Australia has used universal healthcare funding to improve DAA access for Australians with chronic HCV. Increasingly, HCV treatment is being undertaken by general practitioners rather than liver specialists [22]. These changes provide novel opportunities for HCV elimination, but also new challenges to ensure optimal care for individuals with advanced liver disease. High rates of SVR in DAA treatment and retreatment of patients were demonstrated. Liver fibrosis and/or cirrhosis decreased the likelihood of SVR throughout the spectrum from significant liver fibrosis to decompensated liver disease. While some of the identified predictors of HCV treatment failure have been reported by other real-world DAA treatment studies (e.g. male gender [7, 9] presence of cirrhosis [7,8,9] G3 [8]), novel findings are discussed below.

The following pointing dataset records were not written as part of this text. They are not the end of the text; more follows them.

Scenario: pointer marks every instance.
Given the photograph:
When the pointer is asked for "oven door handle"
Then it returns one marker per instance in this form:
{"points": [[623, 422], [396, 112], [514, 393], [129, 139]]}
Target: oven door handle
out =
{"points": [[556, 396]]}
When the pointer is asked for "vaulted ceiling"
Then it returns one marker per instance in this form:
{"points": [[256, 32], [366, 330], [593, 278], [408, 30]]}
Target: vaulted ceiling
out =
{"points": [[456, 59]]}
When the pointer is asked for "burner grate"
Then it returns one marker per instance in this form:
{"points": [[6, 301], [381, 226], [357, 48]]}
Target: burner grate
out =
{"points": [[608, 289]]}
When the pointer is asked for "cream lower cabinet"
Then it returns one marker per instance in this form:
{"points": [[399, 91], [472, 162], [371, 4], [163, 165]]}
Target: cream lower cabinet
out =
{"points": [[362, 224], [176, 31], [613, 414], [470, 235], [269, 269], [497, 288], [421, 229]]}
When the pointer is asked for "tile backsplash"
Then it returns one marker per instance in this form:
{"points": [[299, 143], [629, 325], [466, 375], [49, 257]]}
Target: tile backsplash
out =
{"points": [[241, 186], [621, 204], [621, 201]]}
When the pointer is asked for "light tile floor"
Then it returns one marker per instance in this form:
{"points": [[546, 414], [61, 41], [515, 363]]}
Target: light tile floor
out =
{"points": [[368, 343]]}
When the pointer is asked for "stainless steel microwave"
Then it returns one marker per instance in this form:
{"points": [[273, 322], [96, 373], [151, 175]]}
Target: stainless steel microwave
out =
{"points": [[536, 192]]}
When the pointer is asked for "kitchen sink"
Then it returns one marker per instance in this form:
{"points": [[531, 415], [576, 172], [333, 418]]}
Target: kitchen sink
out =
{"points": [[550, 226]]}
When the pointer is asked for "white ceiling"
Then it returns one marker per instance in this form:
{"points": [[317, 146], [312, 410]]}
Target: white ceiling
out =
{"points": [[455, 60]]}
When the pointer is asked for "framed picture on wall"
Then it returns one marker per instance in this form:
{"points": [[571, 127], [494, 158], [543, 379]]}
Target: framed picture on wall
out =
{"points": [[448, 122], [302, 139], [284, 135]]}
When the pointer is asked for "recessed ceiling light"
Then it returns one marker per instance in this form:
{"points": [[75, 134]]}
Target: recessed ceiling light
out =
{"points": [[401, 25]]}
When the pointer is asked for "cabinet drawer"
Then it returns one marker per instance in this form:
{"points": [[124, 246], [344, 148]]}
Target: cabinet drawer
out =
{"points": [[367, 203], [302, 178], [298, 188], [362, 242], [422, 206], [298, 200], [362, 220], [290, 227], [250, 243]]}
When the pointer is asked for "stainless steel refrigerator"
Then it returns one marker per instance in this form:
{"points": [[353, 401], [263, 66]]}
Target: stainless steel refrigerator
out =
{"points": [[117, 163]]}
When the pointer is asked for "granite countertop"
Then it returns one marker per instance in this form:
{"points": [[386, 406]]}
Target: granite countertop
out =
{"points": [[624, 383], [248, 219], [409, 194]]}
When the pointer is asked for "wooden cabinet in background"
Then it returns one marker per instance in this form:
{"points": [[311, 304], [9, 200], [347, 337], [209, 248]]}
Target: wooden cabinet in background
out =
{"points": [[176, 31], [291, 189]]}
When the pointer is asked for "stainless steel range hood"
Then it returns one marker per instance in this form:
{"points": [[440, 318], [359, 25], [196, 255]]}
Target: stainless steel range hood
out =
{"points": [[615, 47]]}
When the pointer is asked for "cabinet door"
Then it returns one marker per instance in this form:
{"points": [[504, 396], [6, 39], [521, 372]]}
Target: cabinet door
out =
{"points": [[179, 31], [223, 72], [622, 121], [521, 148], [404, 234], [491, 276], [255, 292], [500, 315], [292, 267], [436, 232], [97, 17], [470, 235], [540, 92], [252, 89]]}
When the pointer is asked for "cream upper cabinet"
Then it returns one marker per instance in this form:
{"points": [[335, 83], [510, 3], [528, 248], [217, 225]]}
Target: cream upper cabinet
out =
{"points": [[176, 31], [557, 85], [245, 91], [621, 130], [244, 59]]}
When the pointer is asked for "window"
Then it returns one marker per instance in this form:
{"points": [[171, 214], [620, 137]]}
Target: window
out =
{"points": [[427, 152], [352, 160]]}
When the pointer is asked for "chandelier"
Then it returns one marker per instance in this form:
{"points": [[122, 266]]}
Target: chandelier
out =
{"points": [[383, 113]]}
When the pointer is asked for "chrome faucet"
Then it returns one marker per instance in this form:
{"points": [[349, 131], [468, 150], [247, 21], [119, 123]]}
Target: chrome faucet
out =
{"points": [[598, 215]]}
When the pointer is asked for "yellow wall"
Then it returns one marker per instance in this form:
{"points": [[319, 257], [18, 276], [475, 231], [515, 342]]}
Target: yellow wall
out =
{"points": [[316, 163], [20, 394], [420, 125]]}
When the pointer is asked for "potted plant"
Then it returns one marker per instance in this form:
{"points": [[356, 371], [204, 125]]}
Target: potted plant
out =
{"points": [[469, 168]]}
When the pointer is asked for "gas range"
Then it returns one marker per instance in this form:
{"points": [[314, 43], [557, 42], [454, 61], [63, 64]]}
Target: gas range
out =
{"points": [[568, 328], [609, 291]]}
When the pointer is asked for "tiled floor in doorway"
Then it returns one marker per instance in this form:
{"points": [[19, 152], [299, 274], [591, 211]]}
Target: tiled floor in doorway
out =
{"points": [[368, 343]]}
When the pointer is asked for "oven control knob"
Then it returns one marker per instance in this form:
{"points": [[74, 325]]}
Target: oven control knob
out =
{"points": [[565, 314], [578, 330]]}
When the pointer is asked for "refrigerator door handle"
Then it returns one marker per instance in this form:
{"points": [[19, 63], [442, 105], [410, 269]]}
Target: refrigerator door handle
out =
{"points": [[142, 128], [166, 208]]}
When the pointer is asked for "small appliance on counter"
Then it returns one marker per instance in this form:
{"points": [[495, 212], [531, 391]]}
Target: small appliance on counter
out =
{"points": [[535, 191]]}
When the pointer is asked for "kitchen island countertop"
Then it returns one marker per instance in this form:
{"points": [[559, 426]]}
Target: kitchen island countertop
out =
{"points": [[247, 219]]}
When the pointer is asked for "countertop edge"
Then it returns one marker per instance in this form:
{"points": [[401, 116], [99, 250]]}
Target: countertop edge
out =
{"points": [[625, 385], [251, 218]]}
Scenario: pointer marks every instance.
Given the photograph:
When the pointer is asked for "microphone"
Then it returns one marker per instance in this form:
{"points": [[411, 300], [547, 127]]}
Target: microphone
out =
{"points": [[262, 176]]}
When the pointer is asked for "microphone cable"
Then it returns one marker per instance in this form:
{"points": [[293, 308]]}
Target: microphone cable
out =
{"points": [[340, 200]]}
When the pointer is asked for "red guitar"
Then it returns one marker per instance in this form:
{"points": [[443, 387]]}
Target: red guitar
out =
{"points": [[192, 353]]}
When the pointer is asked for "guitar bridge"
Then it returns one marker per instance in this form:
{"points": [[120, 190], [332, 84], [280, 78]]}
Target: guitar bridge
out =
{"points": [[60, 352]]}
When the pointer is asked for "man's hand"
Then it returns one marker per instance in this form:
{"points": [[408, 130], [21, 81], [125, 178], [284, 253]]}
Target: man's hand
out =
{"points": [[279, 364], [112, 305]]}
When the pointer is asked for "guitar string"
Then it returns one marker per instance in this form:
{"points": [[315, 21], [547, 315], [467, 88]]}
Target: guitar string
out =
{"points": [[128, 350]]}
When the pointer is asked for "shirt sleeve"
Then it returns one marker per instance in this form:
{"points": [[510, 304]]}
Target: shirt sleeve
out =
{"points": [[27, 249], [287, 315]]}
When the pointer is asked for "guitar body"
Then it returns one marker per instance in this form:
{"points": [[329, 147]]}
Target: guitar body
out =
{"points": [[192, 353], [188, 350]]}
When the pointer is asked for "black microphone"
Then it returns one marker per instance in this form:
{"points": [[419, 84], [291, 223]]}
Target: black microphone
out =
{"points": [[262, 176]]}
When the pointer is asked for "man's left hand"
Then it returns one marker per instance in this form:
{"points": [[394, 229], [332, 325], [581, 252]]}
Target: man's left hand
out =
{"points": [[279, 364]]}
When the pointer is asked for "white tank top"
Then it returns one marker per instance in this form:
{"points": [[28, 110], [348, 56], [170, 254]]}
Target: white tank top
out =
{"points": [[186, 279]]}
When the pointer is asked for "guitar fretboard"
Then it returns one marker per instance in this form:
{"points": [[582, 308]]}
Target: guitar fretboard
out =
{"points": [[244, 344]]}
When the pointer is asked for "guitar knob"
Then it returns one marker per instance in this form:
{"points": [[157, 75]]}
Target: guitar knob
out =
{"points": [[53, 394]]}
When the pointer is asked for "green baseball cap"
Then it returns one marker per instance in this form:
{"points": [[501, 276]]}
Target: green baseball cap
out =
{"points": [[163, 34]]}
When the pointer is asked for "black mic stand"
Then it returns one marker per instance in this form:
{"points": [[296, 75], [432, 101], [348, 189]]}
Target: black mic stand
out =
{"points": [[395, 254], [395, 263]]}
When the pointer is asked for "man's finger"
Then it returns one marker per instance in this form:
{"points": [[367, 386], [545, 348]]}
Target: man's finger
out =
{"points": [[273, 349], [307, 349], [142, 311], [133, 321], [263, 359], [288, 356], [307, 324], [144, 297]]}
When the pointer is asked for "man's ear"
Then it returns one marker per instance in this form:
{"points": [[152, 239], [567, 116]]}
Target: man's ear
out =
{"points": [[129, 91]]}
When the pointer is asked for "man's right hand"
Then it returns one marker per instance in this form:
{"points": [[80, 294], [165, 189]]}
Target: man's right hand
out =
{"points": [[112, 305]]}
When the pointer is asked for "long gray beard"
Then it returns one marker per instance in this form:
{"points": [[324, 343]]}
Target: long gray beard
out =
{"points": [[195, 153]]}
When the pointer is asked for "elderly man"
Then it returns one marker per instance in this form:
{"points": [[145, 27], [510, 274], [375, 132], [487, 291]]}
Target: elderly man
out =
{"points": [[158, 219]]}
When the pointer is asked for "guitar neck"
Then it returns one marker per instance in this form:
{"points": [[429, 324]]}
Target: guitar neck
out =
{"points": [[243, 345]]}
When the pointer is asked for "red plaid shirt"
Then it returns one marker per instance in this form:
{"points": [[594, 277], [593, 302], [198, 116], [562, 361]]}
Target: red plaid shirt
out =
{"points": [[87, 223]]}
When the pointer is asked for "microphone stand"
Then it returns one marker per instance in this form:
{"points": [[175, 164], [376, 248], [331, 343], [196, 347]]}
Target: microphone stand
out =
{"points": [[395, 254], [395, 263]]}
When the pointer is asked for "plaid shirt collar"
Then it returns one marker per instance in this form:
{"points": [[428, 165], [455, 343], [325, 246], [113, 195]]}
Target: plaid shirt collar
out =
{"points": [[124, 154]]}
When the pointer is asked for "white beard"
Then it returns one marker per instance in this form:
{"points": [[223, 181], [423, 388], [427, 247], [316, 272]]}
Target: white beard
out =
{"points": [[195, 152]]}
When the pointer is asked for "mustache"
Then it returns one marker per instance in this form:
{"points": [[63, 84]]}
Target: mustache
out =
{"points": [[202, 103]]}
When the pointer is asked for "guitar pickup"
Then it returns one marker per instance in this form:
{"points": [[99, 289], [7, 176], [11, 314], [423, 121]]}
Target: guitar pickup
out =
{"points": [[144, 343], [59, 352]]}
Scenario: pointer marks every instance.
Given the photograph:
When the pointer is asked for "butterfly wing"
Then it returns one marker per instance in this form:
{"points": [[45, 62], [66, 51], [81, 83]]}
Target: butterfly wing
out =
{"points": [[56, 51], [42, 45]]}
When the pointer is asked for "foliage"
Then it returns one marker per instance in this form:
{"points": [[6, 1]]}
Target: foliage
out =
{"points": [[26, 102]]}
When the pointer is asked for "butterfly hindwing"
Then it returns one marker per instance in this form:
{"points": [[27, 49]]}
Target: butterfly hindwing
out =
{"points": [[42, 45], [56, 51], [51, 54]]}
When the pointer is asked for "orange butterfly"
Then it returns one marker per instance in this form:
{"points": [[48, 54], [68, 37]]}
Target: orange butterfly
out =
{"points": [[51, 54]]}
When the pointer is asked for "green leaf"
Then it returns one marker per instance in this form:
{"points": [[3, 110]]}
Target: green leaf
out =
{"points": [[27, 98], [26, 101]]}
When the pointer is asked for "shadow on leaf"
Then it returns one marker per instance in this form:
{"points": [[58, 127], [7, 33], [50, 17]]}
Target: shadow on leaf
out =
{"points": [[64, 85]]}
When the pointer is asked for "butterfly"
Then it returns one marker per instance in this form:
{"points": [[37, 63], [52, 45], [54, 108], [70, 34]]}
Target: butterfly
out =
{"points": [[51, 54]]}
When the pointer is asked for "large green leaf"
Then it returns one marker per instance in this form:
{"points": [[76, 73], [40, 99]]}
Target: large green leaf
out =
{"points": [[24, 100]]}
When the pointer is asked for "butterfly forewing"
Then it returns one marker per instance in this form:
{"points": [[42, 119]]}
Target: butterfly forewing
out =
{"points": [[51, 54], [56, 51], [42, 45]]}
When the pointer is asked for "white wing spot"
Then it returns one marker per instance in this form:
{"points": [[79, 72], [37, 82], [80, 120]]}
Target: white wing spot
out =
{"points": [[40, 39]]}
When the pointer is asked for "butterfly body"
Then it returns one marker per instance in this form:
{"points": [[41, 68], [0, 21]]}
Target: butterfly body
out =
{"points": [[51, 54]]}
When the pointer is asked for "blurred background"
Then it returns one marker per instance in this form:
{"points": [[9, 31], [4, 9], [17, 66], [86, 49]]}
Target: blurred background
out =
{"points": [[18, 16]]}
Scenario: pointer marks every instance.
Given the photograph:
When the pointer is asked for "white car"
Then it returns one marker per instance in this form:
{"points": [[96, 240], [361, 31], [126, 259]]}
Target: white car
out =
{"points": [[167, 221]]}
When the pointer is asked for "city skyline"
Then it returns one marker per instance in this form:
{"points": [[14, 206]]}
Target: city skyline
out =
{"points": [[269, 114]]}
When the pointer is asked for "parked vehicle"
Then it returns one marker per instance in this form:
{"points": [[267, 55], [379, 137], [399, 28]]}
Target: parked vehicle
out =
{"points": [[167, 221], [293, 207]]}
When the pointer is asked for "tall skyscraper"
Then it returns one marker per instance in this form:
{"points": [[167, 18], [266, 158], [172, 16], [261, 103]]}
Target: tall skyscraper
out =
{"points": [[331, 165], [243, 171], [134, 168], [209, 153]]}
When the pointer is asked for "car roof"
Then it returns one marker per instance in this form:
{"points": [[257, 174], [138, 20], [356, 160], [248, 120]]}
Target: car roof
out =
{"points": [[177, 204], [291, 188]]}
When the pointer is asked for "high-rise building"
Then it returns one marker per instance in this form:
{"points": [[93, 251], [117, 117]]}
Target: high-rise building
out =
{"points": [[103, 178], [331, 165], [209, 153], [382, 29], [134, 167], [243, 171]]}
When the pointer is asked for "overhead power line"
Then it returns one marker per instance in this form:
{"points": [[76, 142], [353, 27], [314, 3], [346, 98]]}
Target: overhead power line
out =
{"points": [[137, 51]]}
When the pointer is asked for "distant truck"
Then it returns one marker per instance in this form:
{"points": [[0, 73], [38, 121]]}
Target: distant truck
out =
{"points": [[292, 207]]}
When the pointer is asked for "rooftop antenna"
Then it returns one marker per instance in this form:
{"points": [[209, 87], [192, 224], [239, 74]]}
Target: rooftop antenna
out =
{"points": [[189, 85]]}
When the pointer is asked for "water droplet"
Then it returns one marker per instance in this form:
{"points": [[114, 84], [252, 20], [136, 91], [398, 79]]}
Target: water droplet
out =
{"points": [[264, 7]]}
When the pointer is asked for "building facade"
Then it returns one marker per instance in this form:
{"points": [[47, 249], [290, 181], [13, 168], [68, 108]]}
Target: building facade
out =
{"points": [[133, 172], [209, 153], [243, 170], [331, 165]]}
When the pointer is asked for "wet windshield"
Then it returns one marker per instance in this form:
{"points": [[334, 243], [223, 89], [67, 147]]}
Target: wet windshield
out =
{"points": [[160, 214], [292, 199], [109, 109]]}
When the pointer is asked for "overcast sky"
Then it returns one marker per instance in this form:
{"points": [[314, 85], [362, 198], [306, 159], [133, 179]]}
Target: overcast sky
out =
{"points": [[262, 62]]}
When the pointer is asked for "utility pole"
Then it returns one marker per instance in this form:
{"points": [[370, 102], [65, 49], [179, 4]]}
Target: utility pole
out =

A key strategy in Australia’s HCV elimination efforts is the broadening of the DAA prescriber base to include general or family medicine practitioners. To do so safely requires knowledge and accessibility to liver fibrosis assessment to rule out cirrhosis. The presence of more advanced fibrosis (as measured by FIB-4), the presence of cirrhosis, and the severity of cirrhosis (as measured by Child–Pugh or MELD score), all remained important predictors of treatment response in this cohort. While a few real-world HCV cohorts assessed FIB 4 score of patients [8, 9], its effect on the rate of SVR was not reported. Interestingly, the FIB 4 score—a desk-top, non-invasive, inexpensive, and simply calculated score was strongly associated with SVR while transient elastography, after adjustment for clinical factors, was not. Non-specialist family medical practitioners prescribing DAA therapy have free access to such online calculators. Transient elastography, on the other hand, remains restricted to hospital-based clinics and fee-for-service community radiology services. Thus, to improve expansion of general medical practitioner community DAA prescribers, greater emphasis could be placed on developing liver fibrosis assessment skills using accessible tools such as FIB-4. Alternatively, patients with FIB-4 > 3.25 had approximately 50% (adjusted) risk of not achieving SVR compared to patients with lower scores. These patients may benefit from the added inputs of specialist HCV treatment centers or hepatology clinics, where more resources may be available to support adherence, review concomitant medications or exclude cirrhosis more definitively, in order to optimise SVR rates.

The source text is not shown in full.